VENTURES AFRICA – Leading financial services group Nomura upgrades its ratings of top South African platinum producers as strikes come to an end, prompting hikes in share prices.

As strikes that have been plaguing the whole span of South Africa’s industry draw to a close, leading financial services and investment banking group Nomura today chose to change its ratings for a number of top South African platinum producers.

In a research note to investors sent out today, Nomura raised ratings for Anglo American Platinum (Amplats), Impala Platinum (Implats), Lonmin, and Aquarius Platinum.

Amplats saw its ratings go up from “reduce” to “neutral”, prompting a 3 percent rise in share prices on the news of the upgrade, with shares trading at 380.96 rand ($43.16) in Johannesburg.

Implats also received the green light for investors, with a new rating of “buy”, increased from the previous “reduce” rating. In turn, Implats also saw share prices grow by 2.8 percent following the upgrade, trading at 146.83 rand ($16.64) on the JSE.

Meanwhile, infamous platinum producer Lonmin also merited a re-grade in the advice to investors, upgraded to “buy” from the previous “reduce” rating. Stock in the platinum miner – which signed a wage agreement with striking miners in October, providing for increases of between 11 and 22 percent prompting the wide-spread “copy-cat” strikes – also grew, trading at 69.49 rand ($7.88): an increase of 4.4 percent.

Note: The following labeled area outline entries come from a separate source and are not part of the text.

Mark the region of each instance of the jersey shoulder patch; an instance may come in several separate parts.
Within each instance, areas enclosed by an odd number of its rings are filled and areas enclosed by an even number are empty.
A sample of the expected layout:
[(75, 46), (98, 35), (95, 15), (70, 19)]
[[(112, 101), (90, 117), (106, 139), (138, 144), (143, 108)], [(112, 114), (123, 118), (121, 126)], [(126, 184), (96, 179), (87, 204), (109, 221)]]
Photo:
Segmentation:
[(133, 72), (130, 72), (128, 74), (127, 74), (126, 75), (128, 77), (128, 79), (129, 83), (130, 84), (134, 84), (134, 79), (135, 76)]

Junior miner Aquarius Platinum received an upgrade to “buy” from “neutral”, prompting stock in London to soar 8.64 percent on news of the re-grade, shares trading at 41.0125 Pounds ($65.22).

The news will be welcome to the South African platinum industry, which has seen significant dents to output over the past months while production was halted due to illegal strikes by the work force.

UK-based experts Johnson Matthey have estimated that South African output will take a 12 percent hit for 2012, with a predicted production of only 4.25 million ounces of platinum for the year.

As such, it is thought that the global platinum market will experience a 600,000 ounce reduction in output globally for the year, which will level out at 5.84 million ounces – the losses largely attributable to the South African shortfall.